Any compound that makes it into clinical trials risks failure because of unexpected side effects or because it does not work as well as hoped. But some addiction researchers are worried that their experimental therapies will fail for a different reason: lack of interest.
The pharmaceutical industry tends to shun addiction therapies because they are viewed as unprofitable, Janda says. “Pharmaceutical companies don't view drug addicts as good investments.” But, according to Skolnick, that perception is wrong. In 2012, before Suboxone went off-patent, sales topped US$1.5 billion. The drug outsold blockbusters like Pfizer's impotence pill, Viagra (sildenafil). “Those numbers have made it a more interesting game,” Skolnick says. And he thinks that today more companies are willing to take the risk. For example, NIDA recently partnered with Teva Pharmaceuticals, an Israel-based company with the ability to both manufacture and sell medicines, to test the efficacy of a compound called TV-1380 to curb cocaine addiction. Teva “isn't one of these little biotech companies where once you do a trial, they look for a partner,” he says. “They understood that you can do good and do well at the same time.”

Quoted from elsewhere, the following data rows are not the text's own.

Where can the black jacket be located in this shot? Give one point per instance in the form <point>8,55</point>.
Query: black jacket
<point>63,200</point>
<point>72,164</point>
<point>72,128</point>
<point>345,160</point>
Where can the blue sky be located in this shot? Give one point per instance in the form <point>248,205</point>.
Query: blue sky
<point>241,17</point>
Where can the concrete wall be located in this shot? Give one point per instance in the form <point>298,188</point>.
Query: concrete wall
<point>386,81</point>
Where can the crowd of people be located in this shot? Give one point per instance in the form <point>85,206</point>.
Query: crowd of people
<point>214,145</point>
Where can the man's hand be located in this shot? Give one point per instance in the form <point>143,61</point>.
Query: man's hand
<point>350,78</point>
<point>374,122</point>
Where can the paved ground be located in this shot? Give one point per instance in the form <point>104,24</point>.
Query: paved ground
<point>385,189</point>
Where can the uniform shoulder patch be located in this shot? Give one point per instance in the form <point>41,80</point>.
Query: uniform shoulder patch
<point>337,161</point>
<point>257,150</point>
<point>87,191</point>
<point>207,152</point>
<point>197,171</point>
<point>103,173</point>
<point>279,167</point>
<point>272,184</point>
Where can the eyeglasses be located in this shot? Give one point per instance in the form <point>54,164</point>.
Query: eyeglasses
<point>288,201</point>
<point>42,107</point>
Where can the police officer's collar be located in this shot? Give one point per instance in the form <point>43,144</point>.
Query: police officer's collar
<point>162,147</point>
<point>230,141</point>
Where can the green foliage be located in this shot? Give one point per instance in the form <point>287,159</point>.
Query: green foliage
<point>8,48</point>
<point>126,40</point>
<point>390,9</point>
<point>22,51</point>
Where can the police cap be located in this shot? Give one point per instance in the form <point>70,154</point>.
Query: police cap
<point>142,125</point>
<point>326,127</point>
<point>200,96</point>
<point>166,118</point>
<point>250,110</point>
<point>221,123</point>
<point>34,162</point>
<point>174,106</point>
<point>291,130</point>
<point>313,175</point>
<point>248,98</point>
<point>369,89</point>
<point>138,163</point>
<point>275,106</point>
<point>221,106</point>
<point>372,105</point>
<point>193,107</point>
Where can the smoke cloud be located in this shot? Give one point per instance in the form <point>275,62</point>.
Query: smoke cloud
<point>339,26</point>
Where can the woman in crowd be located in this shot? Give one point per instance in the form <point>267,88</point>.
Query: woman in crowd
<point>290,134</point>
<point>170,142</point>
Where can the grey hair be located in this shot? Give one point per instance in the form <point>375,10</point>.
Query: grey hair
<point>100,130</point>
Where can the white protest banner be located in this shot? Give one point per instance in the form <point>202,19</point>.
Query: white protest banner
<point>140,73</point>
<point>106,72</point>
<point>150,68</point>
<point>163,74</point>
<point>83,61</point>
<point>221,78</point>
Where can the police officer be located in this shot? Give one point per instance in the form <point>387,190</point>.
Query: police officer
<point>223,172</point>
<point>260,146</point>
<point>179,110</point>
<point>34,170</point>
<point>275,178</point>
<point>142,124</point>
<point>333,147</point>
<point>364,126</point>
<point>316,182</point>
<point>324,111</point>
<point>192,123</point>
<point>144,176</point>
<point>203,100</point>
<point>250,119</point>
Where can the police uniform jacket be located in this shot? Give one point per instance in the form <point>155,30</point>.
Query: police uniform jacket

Skolnick thinks there may be an even more serious barrier keeping drug companies at bay. For addiction therapies, the US Food and Drug Administration views abstinence as the gold standard for approval. That is, the agency wants to see a higher rate of abstinence in the treatment group than the placebo group. So even a medication that helps people to use less of a drug might not gain regulatory approval. “That seems to be a very, very high bar to jump over,” Skolnick says. “I think that that puts some drug companies off.” Skolnick does not think that such a stringent outcome makes much sense. “It would seem intuitively obvious, especially for an illegal drug, that if you use it less frequently it would have some benefit.”
To doctors such as Seppala, who witness the aftermath of drug addiction on a daily basis, the need for new medicines seems obvious. “This is a remarkably complex illness,” Seppala says. “Recovery rates are similar to other chronic illnesses, but we don't feel that's adequate. Better treatments are necessary.” But Seppala, who has struggled with addiction himself, cautions that even the best medicines will not be a panacea. “People with addiction have often destroyed relationships, done things they don't even want to admit to anyone,” he says. “If you just give a medication, you're basically saying it's only a biological illness and ignoring the rest of this problem.” That is why Hazelden combines a 12-step programme with medication and therapy. To overcome the epidemic of opiate addiction, “we have to use everything at our disposal,” Seppala says. “We can't rely on a single approach.”